Hendrick said he's not aware of any pending litigation like that against a poultry farm and said he wouldn't be surprised if that's partly due to the lack of information on these farms available from the state.
Peterson's Senate Bill 516 would have the state study the public health and environmental impacts of dry litter poultry waste and look at "potential regulatory and technological solutions." Among other things, it would count the state's poultry farms, study how much litter they produce and determine how many farms are in a flood plain.
Climate change will bring more flooding, and “we've got to re-imagine, rethink how we deal with this," Peterson said.
“I know nobody will believe me, but I’m interested in protecting that industry," he said.
Peterson's bill has just three other sponsors, all Democrats. It hasn't gotten a hearing this legislative session and isn't likely to. Sen. Brent Jackson, R-Sampson, the Senate's primary mover and shaker on farming issues, seems uninterested in new regulations and described Hurricane Florence, which drowned 4 million birds, as an anomaly.

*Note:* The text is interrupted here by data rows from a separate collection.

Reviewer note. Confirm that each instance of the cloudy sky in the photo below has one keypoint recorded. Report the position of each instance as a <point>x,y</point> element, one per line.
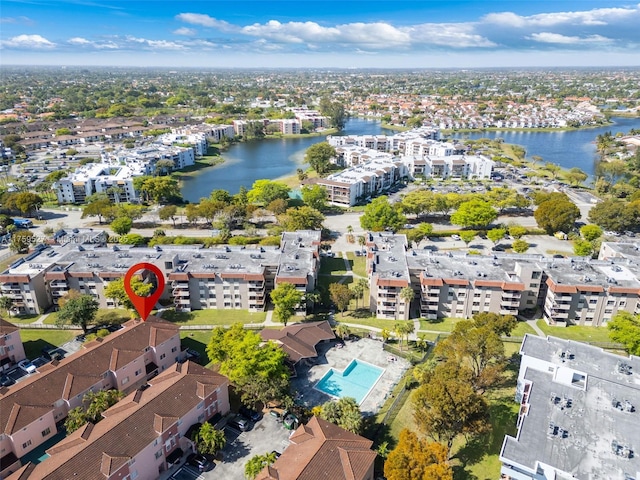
<point>321,33</point>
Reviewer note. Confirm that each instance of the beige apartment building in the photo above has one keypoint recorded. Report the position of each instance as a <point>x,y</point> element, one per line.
<point>226,277</point>
<point>31,409</point>
<point>11,348</point>
<point>568,291</point>
<point>142,435</point>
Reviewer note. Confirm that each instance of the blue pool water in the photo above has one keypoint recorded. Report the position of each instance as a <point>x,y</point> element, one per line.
<point>355,381</point>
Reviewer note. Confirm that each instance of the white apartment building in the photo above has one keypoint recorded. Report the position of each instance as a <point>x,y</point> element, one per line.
<point>578,416</point>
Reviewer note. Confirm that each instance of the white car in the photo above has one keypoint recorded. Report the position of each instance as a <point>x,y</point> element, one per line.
<point>27,366</point>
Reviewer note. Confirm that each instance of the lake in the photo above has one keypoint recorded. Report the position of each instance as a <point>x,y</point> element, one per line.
<point>270,158</point>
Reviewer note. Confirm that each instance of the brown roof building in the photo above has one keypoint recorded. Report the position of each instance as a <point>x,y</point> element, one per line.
<point>299,341</point>
<point>320,450</point>
<point>137,437</point>
<point>31,409</point>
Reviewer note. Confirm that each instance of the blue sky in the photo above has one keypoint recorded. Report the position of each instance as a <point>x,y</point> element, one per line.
<point>321,33</point>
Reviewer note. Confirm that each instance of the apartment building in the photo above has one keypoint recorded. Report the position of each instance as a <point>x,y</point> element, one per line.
<point>321,449</point>
<point>11,348</point>
<point>226,277</point>
<point>359,182</point>
<point>568,291</point>
<point>141,436</point>
<point>578,414</point>
<point>31,410</point>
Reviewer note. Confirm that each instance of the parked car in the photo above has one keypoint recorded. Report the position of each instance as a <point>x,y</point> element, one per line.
<point>239,423</point>
<point>201,462</point>
<point>27,366</point>
<point>251,414</point>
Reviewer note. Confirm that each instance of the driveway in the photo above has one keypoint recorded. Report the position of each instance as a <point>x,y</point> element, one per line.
<point>267,435</point>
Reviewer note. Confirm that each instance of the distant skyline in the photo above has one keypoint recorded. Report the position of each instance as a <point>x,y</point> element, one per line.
<point>326,33</point>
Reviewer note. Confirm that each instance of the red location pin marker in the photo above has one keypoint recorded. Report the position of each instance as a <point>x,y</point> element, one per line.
<point>144,305</point>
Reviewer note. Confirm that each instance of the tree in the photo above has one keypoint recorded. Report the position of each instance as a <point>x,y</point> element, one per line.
<point>168,212</point>
<point>417,459</point>
<point>344,412</point>
<point>407,294</point>
<point>467,236</point>
<point>575,176</point>
<point>255,367</point>
<point>343,331</point>
<point>319,156</point>
<point>477,343</point>
<point>315,196</point>
<point>496,234</point>
<point>474,214</point>
<point>266,191</point>
<point>517,231</point>
<point>402,330</point>
<point>20,241</point>
<point>556,216</point>
<point>380,215</point>
<point>590,232</point>
<point>520,246</point>
<point>286,298</point>
<point>115,290</point>
<point>358,288</point>
<point>340,295</point>
<point>6,303</point>
<point>97,205</point>
<point>582,248</point>
<point>209,440</point>
<point>301,218</point>
<point>446,406</point>
<point>256,463</point>
<point>80,311</point>
<point>624,328</point>
<point>121,225</point>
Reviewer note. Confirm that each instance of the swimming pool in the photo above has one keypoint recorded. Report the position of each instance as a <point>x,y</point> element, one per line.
<point>355,381</point>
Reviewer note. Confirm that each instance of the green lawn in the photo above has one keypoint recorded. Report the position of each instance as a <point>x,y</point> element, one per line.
<point>104,315</point>
<point>22,319</point>
<point>34,340</point>
<point>213,317</point>
<point>332,266</point>
<point>358,264</point>
<point>576,332</point>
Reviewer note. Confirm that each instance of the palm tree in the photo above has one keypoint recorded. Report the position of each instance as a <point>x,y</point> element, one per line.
<point>343,331</point>
<point>407,294</point>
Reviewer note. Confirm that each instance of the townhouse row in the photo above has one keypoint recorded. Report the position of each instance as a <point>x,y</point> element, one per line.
<point>568,291</point>
<point>165,399</point>
<point>227,277</point>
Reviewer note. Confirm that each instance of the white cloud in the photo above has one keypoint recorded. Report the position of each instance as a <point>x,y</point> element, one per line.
<point>188,32</point>
<point>548,37</point>
<point>203,20</point>
<point>595,17</point>
<point>37,42</point>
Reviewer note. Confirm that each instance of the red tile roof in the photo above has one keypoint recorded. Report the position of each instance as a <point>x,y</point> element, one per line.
<point>322,450</point>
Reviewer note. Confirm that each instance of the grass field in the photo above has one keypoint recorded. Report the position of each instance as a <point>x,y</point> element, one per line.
<point>213,317</point>
<point>576,332</point>
<point>37,339</point>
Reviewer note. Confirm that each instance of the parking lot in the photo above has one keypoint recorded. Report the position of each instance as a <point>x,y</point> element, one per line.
<point>266,436</point>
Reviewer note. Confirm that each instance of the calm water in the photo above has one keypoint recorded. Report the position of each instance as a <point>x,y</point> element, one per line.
<point>569,149</point>
<point>247,162</point>
<point>274,158</point>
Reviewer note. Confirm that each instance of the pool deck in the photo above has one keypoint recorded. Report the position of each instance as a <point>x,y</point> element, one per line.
<point>329,356</point>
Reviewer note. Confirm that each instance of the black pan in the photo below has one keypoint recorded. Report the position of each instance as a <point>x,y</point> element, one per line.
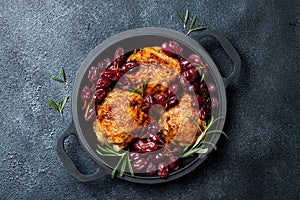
<point>135,39</point>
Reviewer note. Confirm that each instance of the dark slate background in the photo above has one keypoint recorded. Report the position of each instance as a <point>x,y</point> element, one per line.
<point>259,161</point>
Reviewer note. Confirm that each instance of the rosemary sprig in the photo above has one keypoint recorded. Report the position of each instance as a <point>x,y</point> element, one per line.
<point>186,17</point>
<point>134,87</point>
<point>124,158</point>
<point>59,106</point>
<point>197,147</point>
<point>199,28</point>
<point>192,27</point>
<point>63,76</point>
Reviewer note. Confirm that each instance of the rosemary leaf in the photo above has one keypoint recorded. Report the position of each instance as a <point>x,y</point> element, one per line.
<point>196,29</point>
<point>193,22</point>
<point>103,149</point>
<point>63,75</point>
<point>129,165</point>
<point>123,165</point>
<point>179,17</point>
<point>213,145</point>
<point>113,173</point>
<point>64,103</point>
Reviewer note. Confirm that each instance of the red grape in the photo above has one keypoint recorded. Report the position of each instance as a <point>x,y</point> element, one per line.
<point>99,95</point>
<point>93,74</point>
<point>161,100</point>
<point>195,59</point>
<point>214,102</point>
<point>103,82</point>
<point>163,170</point>
<point>139,164</point>
<point>185,64</point>
<point>85,93</point>
<point>151,168</point>
<point>90,115</point>
<point>112,75</point>
<point>103,64</point>
<point>172,101</point>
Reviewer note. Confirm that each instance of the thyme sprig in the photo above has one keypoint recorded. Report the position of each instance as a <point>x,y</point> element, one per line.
<point>197,147</point>
<point>124,158</point>
<point>59,106</point>
<point>134,88</point>
<point>63,76</point>
<point>192,27</point>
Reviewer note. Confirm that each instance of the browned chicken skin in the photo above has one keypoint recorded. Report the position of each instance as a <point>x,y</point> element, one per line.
<point>121,118</point>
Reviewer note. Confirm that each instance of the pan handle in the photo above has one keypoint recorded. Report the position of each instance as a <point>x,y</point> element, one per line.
<point>68,163</point>
<point>231,52</point>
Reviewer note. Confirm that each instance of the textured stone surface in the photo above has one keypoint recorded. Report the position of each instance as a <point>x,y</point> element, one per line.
<point>261,158</point>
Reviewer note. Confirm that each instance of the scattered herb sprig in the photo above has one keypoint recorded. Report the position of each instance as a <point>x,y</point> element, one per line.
<point>59,106</point>
<point>63,76</point>
<point>192,27</point>
<point>197,147</point>
<point>134,87</point>
<point>124,158</point>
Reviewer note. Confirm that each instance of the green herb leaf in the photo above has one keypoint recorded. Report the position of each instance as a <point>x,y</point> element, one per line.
<point>196,29</point>
<point>193,22</point>
<point>186,18</point>
<point>63,75</point>
<point>64,103</point>
<point>123,166</point>
<point>179,17</point>
<point>213,145</point>
<point>59,106</point>
<point>57,79</point>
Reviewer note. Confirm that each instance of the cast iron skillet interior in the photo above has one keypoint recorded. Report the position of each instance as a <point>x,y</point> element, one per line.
<point>134,39</point>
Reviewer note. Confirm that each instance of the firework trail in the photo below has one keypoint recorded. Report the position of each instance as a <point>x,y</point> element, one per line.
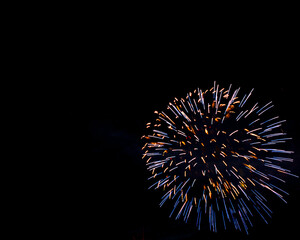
<point>218,158</point>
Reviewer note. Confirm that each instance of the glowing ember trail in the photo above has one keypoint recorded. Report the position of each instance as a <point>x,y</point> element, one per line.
<point>219,159</point>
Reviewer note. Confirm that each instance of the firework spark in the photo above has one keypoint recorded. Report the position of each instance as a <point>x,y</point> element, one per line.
<point>218,158</point>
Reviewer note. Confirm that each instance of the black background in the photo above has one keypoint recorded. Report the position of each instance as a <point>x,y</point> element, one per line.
<point>110,87</point>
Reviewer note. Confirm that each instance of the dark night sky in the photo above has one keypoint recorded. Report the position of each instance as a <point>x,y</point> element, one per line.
<point>110,95</point>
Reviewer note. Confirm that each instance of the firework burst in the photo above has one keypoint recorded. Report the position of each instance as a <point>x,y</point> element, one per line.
<point>218,158</point>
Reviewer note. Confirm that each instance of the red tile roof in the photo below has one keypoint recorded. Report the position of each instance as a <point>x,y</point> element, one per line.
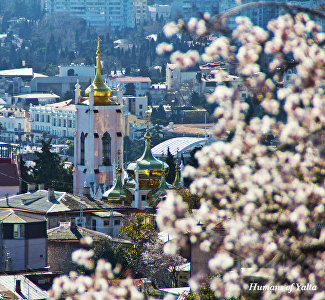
<point>8,173</point>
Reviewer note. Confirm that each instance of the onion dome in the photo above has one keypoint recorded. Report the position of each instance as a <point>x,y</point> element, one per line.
<point>177,181</point>
<point>150,168</point>
<point>118,193</point>
<point>102,93</point>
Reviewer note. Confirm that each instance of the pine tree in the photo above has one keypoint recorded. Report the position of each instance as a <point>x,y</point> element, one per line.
<point>49,169</point>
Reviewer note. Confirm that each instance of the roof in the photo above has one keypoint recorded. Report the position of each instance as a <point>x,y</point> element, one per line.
<point>64,202</point>
<point>8,173</point>
<point>17,72</point>
<point>37,201</point>
<point>66,232</point>
<point>29,290</point>
<point>133,79</point>
<point>37,95</point>
<point>64,105</point>
<point>11,216</point>
<point>107,214</point>
<point>177,145</point>
<point>191,129</point>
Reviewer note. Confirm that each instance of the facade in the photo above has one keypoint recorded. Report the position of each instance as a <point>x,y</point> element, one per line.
<point>57,119</point>
<point>192,8</point>
<point>158,92</point>
<point>118,14</point>
<point>9,177</point>
<point>98,137</point>
<point>77,70</point>
<point>142,84</point>
<point>140,11</point>
<point>160,12</point>
<point>24,241</point>
<point>15,125</point>
<point>59,85</point>
<point>35,98</point>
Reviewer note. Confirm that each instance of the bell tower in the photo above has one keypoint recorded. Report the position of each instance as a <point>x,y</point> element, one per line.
<point>98,136</point>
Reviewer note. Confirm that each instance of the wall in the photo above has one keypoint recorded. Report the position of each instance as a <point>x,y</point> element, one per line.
<point>106,119</point>
<point>11,190</point>
<point>59,256</point>
<point>16,250</point>
<point>37,253</point>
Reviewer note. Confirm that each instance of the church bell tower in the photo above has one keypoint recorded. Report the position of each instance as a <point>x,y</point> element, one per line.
<point>98,137</point>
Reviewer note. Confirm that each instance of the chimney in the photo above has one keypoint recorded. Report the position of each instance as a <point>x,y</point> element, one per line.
<point>18,286</point>
<point>31,187</point>
<point>51,195</point>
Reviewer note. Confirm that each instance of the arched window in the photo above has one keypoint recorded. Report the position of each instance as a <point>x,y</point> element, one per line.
<point>106,146</point>
<point>70,72</point>
<point>82,149</point>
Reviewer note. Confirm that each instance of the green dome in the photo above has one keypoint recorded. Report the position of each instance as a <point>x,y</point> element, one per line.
<point>157,194</point>
<point>150,168</point>
<point>118,193</point>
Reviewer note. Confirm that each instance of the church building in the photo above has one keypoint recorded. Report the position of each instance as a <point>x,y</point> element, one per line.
<point>98,137</point>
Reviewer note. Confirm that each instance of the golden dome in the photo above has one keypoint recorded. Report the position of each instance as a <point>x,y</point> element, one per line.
<point>102,92</point>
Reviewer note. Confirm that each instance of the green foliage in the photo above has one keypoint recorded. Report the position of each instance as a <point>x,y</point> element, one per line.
<point>49,169</point>
<point>140,233</point>
<point>115,253</point>
<point>135,227</point>
<point>24,174</point>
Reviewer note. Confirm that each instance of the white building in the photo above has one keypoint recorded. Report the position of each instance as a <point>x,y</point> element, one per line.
<point>142,84</point>
<point>77,70</point>
<point>141,11</point>
<point>159,11</point>
<point>158,92</point>
<point>35,98</point>
<point>16,125</point>
<point>118,14</point>
<point>57,119</point>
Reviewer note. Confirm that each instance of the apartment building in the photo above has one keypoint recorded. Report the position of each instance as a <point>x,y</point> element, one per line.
<point>118,14</point>
<point>15,125</point>
<point>141,11</point>
<point>57,119</point>
<point>192,8</point>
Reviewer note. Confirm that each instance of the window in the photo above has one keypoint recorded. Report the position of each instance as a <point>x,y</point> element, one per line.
<point>82,149</point>
<point>19,231</point>
<point>106,146</point>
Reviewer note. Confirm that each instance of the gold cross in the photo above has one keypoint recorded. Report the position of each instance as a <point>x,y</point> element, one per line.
<point>148,119</point>
<point>98,48</point>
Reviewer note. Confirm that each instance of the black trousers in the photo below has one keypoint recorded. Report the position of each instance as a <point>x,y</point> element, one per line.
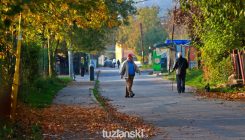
<point>180,83</point>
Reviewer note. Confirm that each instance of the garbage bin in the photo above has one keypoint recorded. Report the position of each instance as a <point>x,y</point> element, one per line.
<point>91,72</point>
<point>82,70</point>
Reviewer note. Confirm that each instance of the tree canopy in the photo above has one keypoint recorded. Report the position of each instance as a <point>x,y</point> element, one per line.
<point>130,37</point>
<point>216,27</point>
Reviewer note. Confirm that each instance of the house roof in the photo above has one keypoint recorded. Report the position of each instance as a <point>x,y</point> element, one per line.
<point>168,43</point>
<point>178,42</point>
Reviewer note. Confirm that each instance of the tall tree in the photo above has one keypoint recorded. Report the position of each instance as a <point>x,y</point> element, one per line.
<point>153,32</point>
<point>219,27</point>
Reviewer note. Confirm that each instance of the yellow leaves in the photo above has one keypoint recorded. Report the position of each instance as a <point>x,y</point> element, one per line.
<point>1,55</point>
<point>65,7</point>
<point>63,120</point>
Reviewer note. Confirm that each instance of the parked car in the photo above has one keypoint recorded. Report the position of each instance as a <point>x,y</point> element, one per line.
<point>108,63</point>
<point>138,63</point>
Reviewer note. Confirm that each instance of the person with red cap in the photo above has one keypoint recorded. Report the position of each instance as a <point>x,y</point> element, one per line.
<point>127,71</point>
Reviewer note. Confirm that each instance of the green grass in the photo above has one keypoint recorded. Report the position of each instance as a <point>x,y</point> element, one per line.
<point>193,78</point>
<point>42,92</point>
<point>146,66</point>
<point>97,94</point>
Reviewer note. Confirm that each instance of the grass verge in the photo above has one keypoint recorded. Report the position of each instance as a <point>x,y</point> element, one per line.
<point>39,95</point>
<point>194,78</point>
<point>42,92</point>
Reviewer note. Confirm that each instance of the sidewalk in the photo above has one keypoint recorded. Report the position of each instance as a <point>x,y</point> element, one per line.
<point>184,116</point>
<point>77,93</point>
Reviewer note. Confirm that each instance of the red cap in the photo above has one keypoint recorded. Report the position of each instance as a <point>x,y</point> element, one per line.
<point>130,55</point>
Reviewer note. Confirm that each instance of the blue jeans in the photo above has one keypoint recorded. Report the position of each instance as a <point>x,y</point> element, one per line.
<point>180,83</point>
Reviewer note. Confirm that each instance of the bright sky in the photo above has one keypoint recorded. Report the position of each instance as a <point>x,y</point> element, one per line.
<point>163,4</point>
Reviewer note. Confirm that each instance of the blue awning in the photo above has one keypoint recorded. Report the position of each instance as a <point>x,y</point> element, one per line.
<point>178,42</point>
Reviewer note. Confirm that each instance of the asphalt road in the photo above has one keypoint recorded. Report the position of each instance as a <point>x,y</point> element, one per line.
<point>178,117</point>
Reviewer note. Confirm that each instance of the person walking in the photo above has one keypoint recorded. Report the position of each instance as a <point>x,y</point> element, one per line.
<point>118,63</point>
<point>180,66</point>
<point>127,71</point>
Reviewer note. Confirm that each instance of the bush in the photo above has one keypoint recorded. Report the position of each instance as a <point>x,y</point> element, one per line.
<point>216,60</point>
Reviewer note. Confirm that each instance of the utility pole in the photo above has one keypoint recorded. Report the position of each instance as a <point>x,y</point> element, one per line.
<point>16,80</point>
<point>142,45</point>
<point>172,38</point>
<point>70,60</point>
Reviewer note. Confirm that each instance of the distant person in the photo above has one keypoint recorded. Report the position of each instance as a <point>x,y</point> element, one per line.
<point>114,63</point>
<point>118,63</point>
<point>127,71</point>
<point>180,66</point>
<point>82,71</point>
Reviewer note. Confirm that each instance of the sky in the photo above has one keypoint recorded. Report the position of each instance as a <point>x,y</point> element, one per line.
<point>163,4</point>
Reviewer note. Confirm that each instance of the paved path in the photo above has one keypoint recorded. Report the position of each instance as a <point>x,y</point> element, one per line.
<point>182,117</point>
<point>77,93</point>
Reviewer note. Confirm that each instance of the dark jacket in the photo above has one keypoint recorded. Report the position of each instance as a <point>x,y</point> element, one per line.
<point>180,66</point>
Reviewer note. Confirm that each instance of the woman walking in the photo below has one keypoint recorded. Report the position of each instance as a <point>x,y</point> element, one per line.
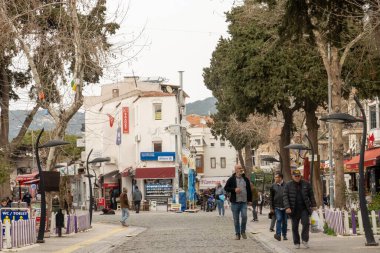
<point>220,196</point>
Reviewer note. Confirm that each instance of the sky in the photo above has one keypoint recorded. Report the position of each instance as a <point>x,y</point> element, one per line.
<point>168,36</point>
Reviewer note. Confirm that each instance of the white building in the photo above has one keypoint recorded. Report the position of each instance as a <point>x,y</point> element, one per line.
<point>129,124</point>
<point>215,158</point>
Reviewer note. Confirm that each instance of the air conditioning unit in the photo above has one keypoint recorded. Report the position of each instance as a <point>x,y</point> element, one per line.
<point>112,160</point>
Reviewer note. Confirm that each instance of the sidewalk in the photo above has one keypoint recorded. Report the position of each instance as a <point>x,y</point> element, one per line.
<point>319,242</point>
<point>100,238</point>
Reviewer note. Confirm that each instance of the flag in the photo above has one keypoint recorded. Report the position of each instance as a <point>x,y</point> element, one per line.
<point>111,119</point>
<point>118,136</point>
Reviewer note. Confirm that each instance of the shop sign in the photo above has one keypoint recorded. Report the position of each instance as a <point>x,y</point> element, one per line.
<point>210,182</point>
<point>14,214</point>
<point>125,120</point>
<point>157,156</point>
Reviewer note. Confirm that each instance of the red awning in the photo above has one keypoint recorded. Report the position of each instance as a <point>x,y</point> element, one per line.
<point>155,173</point>
<point>370,159</point>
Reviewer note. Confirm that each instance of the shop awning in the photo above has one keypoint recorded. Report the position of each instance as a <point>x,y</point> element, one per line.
<point>155,173</point>
<point>371,158</point>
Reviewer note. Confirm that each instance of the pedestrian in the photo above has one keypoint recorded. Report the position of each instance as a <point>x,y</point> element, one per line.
<point>299,202</point>
<point>220,196</point>
<point>59,222</point>
<point>136,197</point>
<point>27,198</point>
<point>68,202</point>
<point>239,188</point>
<point>124,204</point>
<point>260,202</point>
<point>277,206</point>
<point>255,199</point>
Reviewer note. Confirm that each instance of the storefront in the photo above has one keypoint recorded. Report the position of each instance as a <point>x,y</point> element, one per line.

Scientific research predicts more extreme weather events and higher precipitation in some areas due to global warming, in part because the warmer air can hold more moisture.
Sen. Tom McInnis, R-Richmond, bristled at Peterson's recent suggestion that the poultry industry is unregulated, printing out a half-inch-thick pile of state code and bringing it to a Senate Agriculture, Environment and Natural Resources committee meeting.
"We ain't had no problems out of them, and I like fried chicken and had some on Sunday," McInnis said in committee.
After getting criticism, Peterson stopped referring to large poultry operations as CAFOs, an acronym for "confined animal feeding operations," a phrase commonly used by regulators. Jackson said it has negative connotations.
“I’ll refer to them as large family farms from now on," Peterson said.
Ford, with the Poultry Federation, said much of the debate boils down to a disagreement over industrial farming, which confines thousands of animals in large buildings where they eat, defecate and grow.
"Some people just don't think that's the way to feed the world," Ford said. "But what the hell are you going to do?"